But if anybody ever needed an accountability partner, it was Joseph at this point of his life. He needed someone to say, dude, you need to keep those kinds of dreams to yourself. God has chosen you, not out of the goodness of your heart, but out of the goodness of His heart, not because you deserve it. Embrace the calling, but stay humble. Joseph doesn't stay humble in the early days. He's young. He does not keep these dreams to himself. So his brothers plot, they're going to take their revenge. They sell him at an opportune time to some passing Ishmaelites. They killed their brother, so to speak, and made a killing at the same time. And now they have a bigger problem in the story because they have to tell dad. So they dipped the coat in goat's blood and claimed that a ferocious animal had devoured Joseph. And here is the blood-stained garment to prove it. When Jacob hears this, he tears his clothes, he mourns, his favorite son has died. 

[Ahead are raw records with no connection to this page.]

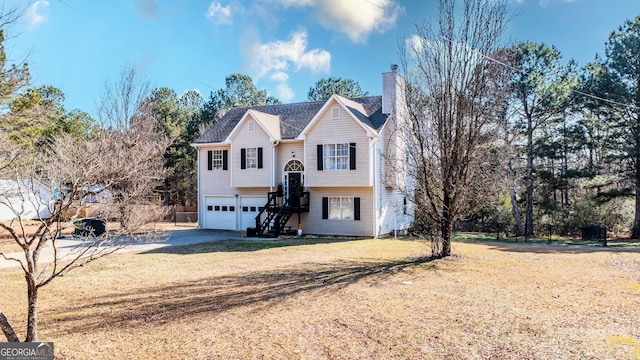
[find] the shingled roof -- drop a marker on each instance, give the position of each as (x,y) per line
(295,117)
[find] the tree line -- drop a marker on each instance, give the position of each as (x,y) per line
(511,134)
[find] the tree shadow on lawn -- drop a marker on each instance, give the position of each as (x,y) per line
(216,295)
(245,245)
(556,248)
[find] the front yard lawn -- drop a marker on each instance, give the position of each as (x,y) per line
(363,299)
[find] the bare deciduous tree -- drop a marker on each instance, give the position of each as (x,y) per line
(455,95)
(120,166)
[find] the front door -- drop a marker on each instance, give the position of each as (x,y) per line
(295,180)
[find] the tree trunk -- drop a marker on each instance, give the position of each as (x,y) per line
(635,231)
(446,226)
(446,238)
(8,331)
(517,216)
(528,226)
(32,314)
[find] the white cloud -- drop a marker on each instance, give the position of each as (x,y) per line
(32,14)
(219,14)
(148,9)
(275,59)
(544,3)
(278,56)
(355,18)
(285,93)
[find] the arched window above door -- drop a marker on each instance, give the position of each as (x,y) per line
(294,166)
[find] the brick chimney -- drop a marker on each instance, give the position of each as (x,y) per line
(393,85)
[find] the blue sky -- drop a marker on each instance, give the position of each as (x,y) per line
(284,45)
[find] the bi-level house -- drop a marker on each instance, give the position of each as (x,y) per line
(339,164)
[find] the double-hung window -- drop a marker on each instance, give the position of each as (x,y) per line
(217,159)
(252,158)
(336,156)
(341,208)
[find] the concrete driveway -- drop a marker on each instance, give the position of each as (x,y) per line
(173,238)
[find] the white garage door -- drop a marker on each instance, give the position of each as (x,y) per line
(220,212)
(249,209)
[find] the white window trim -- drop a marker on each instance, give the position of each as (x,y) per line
(217,160)
(333,165)
(343,203)
(251,161)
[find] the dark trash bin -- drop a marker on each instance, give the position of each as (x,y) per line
(594,232)
(252,232)
(86,227)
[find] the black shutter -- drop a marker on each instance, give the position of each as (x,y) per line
(325,208)
(320,155)
(352,156)
(225,159)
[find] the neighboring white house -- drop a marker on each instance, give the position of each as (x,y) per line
(23,198)
(337,150)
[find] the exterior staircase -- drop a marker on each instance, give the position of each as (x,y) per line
(273,217)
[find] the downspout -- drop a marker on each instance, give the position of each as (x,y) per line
(272,168)
(374,153)
(200,198)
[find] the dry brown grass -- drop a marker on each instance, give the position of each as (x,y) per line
(8,244)
(362,299)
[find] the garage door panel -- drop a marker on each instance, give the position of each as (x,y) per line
(220,213)
(249,209)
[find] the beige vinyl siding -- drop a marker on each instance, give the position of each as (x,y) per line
(245,139)
(314,224)
(343,130)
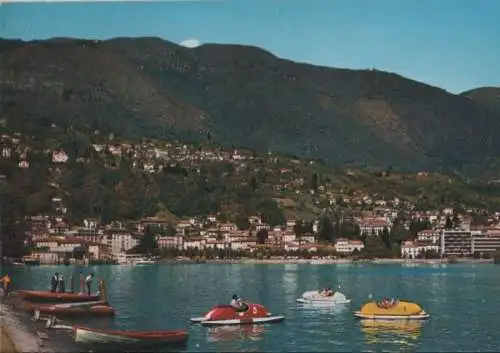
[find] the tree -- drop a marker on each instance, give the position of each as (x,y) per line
(253,183)
(455,221)
(242,222)
(449,223)
(314,182)
(325,231)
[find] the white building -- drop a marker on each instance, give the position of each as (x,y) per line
(346,246)
(411,250)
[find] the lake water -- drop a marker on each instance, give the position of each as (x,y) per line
(463,301)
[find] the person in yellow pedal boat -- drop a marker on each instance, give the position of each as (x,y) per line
(5,284)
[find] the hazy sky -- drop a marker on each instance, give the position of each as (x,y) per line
(453,44)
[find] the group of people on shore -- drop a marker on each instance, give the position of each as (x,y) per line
(58,284)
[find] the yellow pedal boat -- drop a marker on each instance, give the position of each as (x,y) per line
(391,310)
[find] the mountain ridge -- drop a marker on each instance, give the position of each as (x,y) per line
(246,96)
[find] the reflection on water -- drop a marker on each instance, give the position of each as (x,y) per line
(392,331)
(235,333)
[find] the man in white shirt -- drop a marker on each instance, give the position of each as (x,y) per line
(88,281)
(235,302)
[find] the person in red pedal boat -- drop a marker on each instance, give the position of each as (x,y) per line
(54,282)
(237,304)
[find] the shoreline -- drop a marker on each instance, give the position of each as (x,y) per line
(280,261)
(21,336)
(380,261)
(27,335)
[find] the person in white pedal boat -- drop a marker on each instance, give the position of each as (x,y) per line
(327,292)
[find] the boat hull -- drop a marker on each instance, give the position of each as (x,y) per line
(88,336)
(57,297)
(69,311)
(313,297)
(323,302)
(422,316)
(245,321)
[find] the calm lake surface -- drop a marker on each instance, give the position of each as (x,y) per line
(463,301)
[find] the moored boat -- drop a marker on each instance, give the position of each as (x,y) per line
(100,308)
(391,310)
(228,315)
(47,296)
(93,336)
(321,298)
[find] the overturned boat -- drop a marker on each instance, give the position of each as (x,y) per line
(391,310)
(322,298)
(57,297)
(227,315)
(97,308)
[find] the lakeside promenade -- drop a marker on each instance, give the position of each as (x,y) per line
(272,261)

Now back in Egypt, Joseph is sold by the Ishmaelites to one of Pharaoh's officials, a very powerful man by the name of Potiphar. For Nine years he served as a slave in Potiphar’s household. Nine years are needed by God to prepare Joseph. To shape and mold Joseph for a task that is of extraordinary value. Nine years to break into shape and mold Joseph into the man God will use to save His people. Here's the deal. Joseph is growing and maturing throughout this entire ordeal until he gets to the point (and this is where Joseph's life becomes compelling) where rather than blaming God, he serves God diligently and he works every job that God gives him as if he's working for God Himself. He begins to move out (through these nine years of pain and his nine years of servanthood) of his egocentrism of being daddy's favorite to theocentrism or centering his life on something outside, something bigger than himself, God. This is the result of nine years of slavery.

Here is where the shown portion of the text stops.